Citons tout d’abord les bouleversements qui ont touché le pasteur en place. En 1939, lors du déclenchement de la guerre, C’est Erwin Teutsch (né à Hatten le 6 avril 1873 – mort à Munster le 16 juin 1950) qui est pasteur de Sarrebourg depuis le décès de Charles Rott, en 1930. Depuis 1936, il dessert aussi la paroisse d’Abreschviller-Lafrimbolle. Mais après l’armistice de 1940 et l’annexion de fait de l’Alsace-Moselle au IIIe Reich, ses positions anti-nazies le rendent persona non grata aux yeux de l’occupant. Il est démis dans la foulée de ses fonctions par l’administration nazie et forcé de quitter l’Alsace-Lorraine. Un pasteur allemand plus coopératif, Heinrich Ludwig Leppla, est nommé pour le remplacer. Ce n’est que le 27 novembre 1944, quelques jours après la libération de Sarrebourg le 20 novembre, qu’Erwin Teutsch, avec quelques expulsés de la première heure, peut revenir à Sarrebourg. Il y participe même, avec 19 autres personnes (dont le maire Émile Peter, l’archiprêtre Dorr et le rabbin Lévy), au Comité Local de Libération de Sarrebourg. Erwin Teutsch restera ensuite pasteur de Sarrebourg jusqu’à sa retraite, en 1949.

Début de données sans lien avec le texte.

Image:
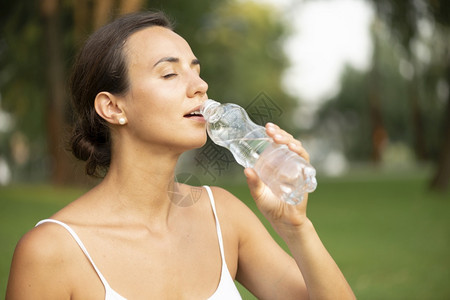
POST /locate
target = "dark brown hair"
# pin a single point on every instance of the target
(101, 66)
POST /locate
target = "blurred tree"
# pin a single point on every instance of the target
(404, 19)
(440, 9)
(371, 107)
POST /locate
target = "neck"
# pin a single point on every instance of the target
(139, 187)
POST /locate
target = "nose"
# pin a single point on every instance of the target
(198, 87)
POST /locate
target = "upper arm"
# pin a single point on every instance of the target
(264, 268)
(38, 267)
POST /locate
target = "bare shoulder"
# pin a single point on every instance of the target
(40, 263)
(234, 211)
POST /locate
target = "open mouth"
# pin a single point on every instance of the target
(192, 114)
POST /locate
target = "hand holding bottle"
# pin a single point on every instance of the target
(287, 174)
(275, 210)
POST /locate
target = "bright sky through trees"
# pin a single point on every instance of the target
(327, 34)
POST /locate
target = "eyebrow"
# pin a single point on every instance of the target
(171, 59)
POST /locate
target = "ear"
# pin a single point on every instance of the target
(107, 106)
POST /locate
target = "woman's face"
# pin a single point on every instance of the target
(165, 89)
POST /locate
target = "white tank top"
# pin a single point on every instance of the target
(226, 290)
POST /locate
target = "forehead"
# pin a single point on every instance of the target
(151, 44)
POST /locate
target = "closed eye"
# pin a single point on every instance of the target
(169, 75)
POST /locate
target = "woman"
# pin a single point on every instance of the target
(135, 84)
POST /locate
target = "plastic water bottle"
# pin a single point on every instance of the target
(286, 173)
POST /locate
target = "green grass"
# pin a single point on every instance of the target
(389, 235)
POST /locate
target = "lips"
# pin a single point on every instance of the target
(194, 113)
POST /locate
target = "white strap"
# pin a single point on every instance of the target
(80, 243)
(219, 232)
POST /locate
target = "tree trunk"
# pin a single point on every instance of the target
(416, 115)
(441, 177)
(56, 123)
(379, 133)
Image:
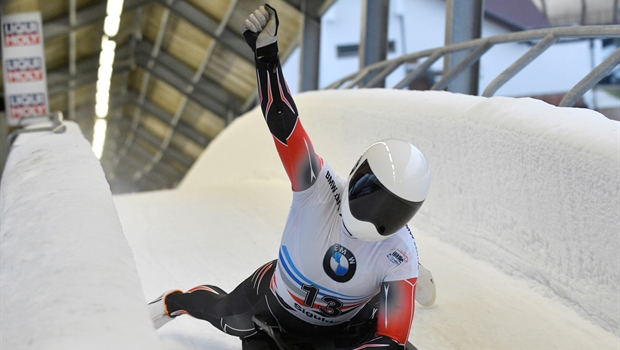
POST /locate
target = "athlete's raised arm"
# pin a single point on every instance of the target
(301, 163)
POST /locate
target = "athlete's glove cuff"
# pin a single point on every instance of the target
(260, 31)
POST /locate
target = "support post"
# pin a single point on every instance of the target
(463, 23)
(309, 51)
(373, 41)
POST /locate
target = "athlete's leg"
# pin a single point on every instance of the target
(232, 313)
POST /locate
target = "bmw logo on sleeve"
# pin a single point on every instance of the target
(339, 263)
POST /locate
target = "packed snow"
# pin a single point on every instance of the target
(520, 229)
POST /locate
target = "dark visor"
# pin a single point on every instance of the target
(370, 201)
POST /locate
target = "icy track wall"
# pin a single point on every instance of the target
(68, 277)
(526, 186)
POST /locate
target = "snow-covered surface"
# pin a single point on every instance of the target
(520, 229)
(68, 279)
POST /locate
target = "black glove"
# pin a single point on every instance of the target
(260, 31)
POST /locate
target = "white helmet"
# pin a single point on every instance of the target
(385, 189)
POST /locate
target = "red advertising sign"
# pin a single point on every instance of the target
(23, 65)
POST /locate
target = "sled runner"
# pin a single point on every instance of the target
(280, 341)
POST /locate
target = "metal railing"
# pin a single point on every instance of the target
(374, 75)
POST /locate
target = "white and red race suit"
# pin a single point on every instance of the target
(324, 274)
(324, 282)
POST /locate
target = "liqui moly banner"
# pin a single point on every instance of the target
(23, 66)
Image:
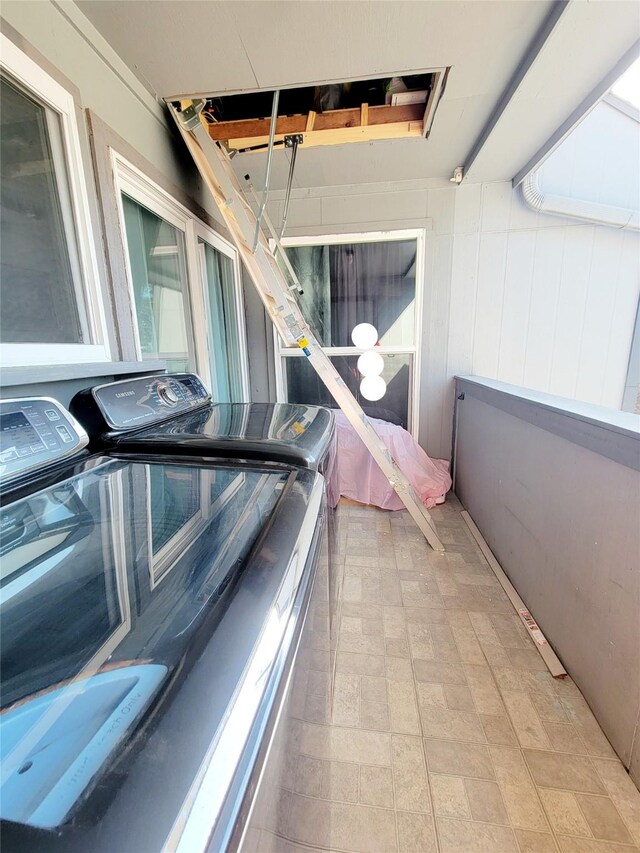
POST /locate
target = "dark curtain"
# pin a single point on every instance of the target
(370, 283)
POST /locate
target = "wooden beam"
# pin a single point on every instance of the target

Voir aussi : Liste des pasteurs de la paroisse réformée de Sarrebourg

Le verset du tympan, tel qu’il apparaît sur une photo de 1939.

D’autres changements affectent le bâtiment lui-même, cette fois. Le verset qui ornait encore le tympan du portail sur une photo de 1939 a été martelé, probablement par les nazis eux-mêmes ; à moins que ce soit directement à la Libération. Il était écrit sur ce tympan : « Kommet her zu mir, die ihr mühselig und beladen seid, ich will euch erquicken. » (« Venez à moi, vous tous qui êtes fatigués et chargés, et je vous donnerai du repos. » Matthieu 11.28-30). Ceux qui figuraient dans le chœur au-dessus des deux portes menant à la sacristie ont quant à eux été réécris en français peu après la guerre : « Ne crains point, crois seulement » (Marc 5.36) et « Il n’y a de salut en aucun autre » (Actes 4.12). Ils seront finalement recouverts d’enduit vers 1965 par le pasteur Jean-Paul Bachschmidt (pasteur de Sarrebourg de 1964 à 1978). Un autre verset figurait encore sur une frise en haut du mur de la sacristie ; il était resté en allemand celui-là (« Gib mir, mein Sohn, dein Hertz, und lass deine Augen meine Wege wohlgefallen. » / « Mon fils, donne-moi ton cœur, et que tes yeux se plaisent dans mes voies. » Proverbes 23.26). Il subira le même sort que les versets du chœur et sera lui aussi effacé.

Photo de la chorale, prise dans la sacristie en 1900 (photo F. Bornée). On aperçoit le verset sur la frise en haut du mur.